La mythologie antique est une source intarissable qui nourrit toujours notre imagination. Même si nous ne nous en rendons pas compte, les divinités et héros antiques vivent encore avec nous au seuil du XXIe siècle. Le livre Perseus & Medusa (Persée & Méduse) de Jan Bažant évoque un grand mythe antique et retrace son évolution et sa mise en image à travers les siècles. L’ouvrage vient de sortir aux éditions Academia.

Les reliefs du Belvédère

Le Belvédère
Professeur d’archéologie classique à l’Université de Prague, Jan Bažant (1950) se consacre notamment à la réception de l’art antique dans la culture européenne depuis le Moyen-Age jusqu’à nos jours. Son dernier livre illustre sur plus de cinq cents pages et par d’innombrables dessins et photos l’étonnante vitalité du mythe du héros antique Persée et de son entourage mythologique dont Méduse, Danaé, Andromède et aussi son cheval Pégase. Pour écrire ce livre, Jan Bažant s’est inspiré des reliefs qui ornent la façade d’un des monuments de Prague :

« Le mythe de Persée occupe une place importante sur un monument que je connais bien. Il s’agit du Belvédère, un petit palais que l’empereur Ferdinand 1er de Habsbourg a fait construire pour son épouse Anne au Château de Prague. Sur la façade du palais figure ce mythe dans son ensemble et Ferdinand y est représenté comme un nouveau Persée. Il s’agit donc d’une actualisation du mythe grec dans le deuxième quart du XVIe siècle. C’est quand même le monument le plus important de la Renaissance en Europe centrale et je voulais savoir ce qui avait précédé et suivi cette série de reliefs. »

La légende d’un demi-dieu

Photo: Academia
Dans la mythologie grecque Persée est le fils de Zeus. Il est le fruit de l’une des métamorphoses du seigneur de l’Olympe. Le dieu suprême se transforme en pluie d’or et descend sur Danaé, fille du roi d’Argos. Engendré par un dieu et une mortelle, Persée est promu à un avenir héroïque. Il ne s’arrêtera devant aucun obstacle et surmontera toutes les épreuves. Persée et Danaé sont enfermés dans un coffre et jetés à la mer. Ils échouent sur l’île du roi Polyeucte qui tombe amoureux de Danaé, désire l’épouser et cherche à se débarrasser de son fils. Il demande donc à Persée de lui apporter la tête de Méduse, dont les cheveux sont entrelacés de serpents et dont les yeux ont le pouvoir de pétrifier tous ceux qui regardent son visage. Soutenu par trois dieux, Hermès, Athéna et Hadès, qui lui donnent une épée, des sandales ailés et un casque d’invisibilité, le jeune héros réussit à couper la tête de Méduse et poursuit ses exploits héroïques en sauvant la princesse Andromède qui doit être livrée à un monstre marin. La jeune fille se marie avec son sauveur et les deux époux vivent heureux. Après leur mort ils seront placés par Athéna parmi les constellations dans le ciel.

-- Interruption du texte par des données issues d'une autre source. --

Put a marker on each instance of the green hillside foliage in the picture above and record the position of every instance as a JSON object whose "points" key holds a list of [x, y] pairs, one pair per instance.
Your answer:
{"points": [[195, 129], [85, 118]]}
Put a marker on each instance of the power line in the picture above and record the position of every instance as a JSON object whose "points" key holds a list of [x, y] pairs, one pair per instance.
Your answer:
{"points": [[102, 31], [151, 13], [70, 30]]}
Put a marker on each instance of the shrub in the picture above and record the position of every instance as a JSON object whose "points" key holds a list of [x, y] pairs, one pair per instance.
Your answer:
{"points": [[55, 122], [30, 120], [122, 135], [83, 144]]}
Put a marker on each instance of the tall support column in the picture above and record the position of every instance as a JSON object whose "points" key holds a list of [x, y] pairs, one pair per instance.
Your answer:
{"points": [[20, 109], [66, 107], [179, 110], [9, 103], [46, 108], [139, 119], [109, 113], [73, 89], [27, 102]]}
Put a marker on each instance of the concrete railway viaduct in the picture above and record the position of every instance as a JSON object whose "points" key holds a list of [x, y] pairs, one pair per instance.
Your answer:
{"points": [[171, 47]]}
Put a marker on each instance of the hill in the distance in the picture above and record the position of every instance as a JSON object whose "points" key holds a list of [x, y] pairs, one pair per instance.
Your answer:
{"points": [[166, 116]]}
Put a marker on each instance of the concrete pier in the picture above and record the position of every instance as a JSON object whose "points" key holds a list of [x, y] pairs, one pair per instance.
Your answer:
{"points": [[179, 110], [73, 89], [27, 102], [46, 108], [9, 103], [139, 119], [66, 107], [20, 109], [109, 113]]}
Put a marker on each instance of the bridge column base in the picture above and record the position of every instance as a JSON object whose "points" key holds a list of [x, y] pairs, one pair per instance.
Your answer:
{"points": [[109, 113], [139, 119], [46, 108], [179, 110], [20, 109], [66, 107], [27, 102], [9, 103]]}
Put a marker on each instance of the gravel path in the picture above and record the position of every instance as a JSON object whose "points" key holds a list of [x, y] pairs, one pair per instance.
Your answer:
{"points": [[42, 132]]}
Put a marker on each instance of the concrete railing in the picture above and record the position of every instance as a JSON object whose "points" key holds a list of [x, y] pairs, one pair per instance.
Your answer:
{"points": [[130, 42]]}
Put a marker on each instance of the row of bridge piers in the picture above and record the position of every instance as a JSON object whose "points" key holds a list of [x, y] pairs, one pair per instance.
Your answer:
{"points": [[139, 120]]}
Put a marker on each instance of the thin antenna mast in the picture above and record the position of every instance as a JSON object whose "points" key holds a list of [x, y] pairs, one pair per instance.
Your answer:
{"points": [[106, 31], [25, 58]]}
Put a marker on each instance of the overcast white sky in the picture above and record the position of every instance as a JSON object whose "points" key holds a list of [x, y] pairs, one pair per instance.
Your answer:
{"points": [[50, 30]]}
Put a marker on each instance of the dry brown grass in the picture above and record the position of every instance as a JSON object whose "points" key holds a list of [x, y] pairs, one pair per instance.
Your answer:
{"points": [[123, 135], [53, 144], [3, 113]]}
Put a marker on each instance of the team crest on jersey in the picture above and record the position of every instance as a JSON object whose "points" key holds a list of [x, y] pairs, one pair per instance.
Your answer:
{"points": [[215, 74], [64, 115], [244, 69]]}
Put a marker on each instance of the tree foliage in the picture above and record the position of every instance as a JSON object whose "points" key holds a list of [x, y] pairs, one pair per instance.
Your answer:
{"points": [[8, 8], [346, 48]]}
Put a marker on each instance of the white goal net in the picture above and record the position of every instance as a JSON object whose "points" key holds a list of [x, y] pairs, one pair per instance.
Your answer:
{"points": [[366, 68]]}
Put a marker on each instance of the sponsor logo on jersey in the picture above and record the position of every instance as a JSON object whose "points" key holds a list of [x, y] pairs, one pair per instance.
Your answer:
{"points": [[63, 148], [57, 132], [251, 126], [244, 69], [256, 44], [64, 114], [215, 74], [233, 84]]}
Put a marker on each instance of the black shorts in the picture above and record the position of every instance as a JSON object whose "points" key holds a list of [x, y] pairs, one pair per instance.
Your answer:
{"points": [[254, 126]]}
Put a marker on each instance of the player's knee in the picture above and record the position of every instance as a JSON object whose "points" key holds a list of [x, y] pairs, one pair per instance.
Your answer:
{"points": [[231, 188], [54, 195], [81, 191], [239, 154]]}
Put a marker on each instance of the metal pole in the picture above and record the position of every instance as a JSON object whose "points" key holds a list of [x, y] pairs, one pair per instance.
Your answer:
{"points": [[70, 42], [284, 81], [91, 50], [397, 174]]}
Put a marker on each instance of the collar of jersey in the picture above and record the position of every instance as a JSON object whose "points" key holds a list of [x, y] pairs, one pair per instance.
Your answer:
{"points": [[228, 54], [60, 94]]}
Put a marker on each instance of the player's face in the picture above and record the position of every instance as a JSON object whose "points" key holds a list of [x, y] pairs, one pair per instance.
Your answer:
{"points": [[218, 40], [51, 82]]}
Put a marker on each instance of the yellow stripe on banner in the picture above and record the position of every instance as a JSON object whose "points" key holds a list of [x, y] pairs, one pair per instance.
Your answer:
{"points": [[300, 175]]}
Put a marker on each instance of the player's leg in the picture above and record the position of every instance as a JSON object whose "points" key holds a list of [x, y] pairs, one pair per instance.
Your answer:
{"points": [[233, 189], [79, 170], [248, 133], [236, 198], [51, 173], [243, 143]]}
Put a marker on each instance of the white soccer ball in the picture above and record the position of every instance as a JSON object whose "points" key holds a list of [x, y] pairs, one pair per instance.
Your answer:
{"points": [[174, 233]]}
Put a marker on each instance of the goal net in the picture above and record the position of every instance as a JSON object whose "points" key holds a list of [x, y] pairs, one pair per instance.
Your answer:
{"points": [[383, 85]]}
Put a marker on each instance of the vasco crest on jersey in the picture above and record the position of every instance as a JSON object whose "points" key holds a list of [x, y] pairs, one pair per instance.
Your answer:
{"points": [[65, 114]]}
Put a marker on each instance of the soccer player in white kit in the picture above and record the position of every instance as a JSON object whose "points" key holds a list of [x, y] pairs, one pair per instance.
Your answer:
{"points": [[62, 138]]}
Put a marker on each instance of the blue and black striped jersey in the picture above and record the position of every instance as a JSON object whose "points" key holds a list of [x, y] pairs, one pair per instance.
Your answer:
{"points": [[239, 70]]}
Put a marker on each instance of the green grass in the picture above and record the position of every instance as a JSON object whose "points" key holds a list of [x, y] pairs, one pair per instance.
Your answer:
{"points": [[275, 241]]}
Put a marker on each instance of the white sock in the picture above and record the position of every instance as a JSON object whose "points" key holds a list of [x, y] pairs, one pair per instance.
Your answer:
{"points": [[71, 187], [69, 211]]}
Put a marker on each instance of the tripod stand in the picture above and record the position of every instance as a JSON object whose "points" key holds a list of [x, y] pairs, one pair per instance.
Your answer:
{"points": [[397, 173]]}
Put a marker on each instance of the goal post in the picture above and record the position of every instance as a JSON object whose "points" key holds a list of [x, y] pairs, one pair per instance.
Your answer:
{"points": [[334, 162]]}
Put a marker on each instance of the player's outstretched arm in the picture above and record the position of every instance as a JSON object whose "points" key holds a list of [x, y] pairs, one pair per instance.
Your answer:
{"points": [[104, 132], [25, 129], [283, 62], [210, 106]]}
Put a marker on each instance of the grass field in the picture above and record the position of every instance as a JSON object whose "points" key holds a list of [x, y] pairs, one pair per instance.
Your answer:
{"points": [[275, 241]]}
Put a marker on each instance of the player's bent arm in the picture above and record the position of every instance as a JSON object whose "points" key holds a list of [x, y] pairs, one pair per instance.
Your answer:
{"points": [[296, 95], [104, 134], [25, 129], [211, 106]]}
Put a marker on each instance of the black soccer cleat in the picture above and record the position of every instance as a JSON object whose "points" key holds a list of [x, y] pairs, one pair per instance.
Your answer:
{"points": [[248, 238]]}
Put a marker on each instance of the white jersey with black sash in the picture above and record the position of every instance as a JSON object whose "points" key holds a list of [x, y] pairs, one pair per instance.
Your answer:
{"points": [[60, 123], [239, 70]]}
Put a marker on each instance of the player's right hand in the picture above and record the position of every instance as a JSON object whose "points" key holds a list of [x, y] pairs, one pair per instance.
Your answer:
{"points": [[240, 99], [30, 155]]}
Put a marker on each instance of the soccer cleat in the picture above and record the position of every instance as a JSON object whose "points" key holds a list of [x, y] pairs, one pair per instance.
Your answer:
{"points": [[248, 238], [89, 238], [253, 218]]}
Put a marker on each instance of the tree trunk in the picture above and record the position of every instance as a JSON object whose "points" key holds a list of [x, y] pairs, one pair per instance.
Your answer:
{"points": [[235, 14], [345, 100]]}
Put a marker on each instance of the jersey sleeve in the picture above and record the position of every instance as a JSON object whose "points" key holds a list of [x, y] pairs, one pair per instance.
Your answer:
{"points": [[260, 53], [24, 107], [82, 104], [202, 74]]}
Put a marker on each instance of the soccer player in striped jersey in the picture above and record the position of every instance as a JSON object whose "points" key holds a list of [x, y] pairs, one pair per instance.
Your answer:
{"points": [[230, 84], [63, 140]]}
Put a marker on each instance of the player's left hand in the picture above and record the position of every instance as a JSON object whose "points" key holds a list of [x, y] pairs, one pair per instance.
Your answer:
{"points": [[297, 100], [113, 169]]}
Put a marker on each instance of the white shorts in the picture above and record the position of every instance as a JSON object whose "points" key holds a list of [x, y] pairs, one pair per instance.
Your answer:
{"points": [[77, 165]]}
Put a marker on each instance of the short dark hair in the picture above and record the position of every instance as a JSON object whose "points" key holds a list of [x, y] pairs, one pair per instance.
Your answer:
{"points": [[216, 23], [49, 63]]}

Les actualisations d’un mythe

Le livre de Jan Bažant démontre que cette légende a évolué avec le temps se chargeant au fil des siècles de diverses significations symboliques, idéologiques et même politiques. L’auteur constate que chaque époque a adapté le mythe de Persée à ses besoins :

Jan Bažant,  photo: Académie des Sciences
« Le mythe est une mise en images, une façon de réfléchir les choses. Persée a vaincu Méduse parce qu’il ne l’a pas regardée, mais il a quand même vu son image. La mise en images, la réflexion, le dédoublement sont donc les moments clés. Les images sont le thème du XXIe siècle, elles nous assaillent et le texte disparaît. Le vieux mythe antique reste donc très actuel. »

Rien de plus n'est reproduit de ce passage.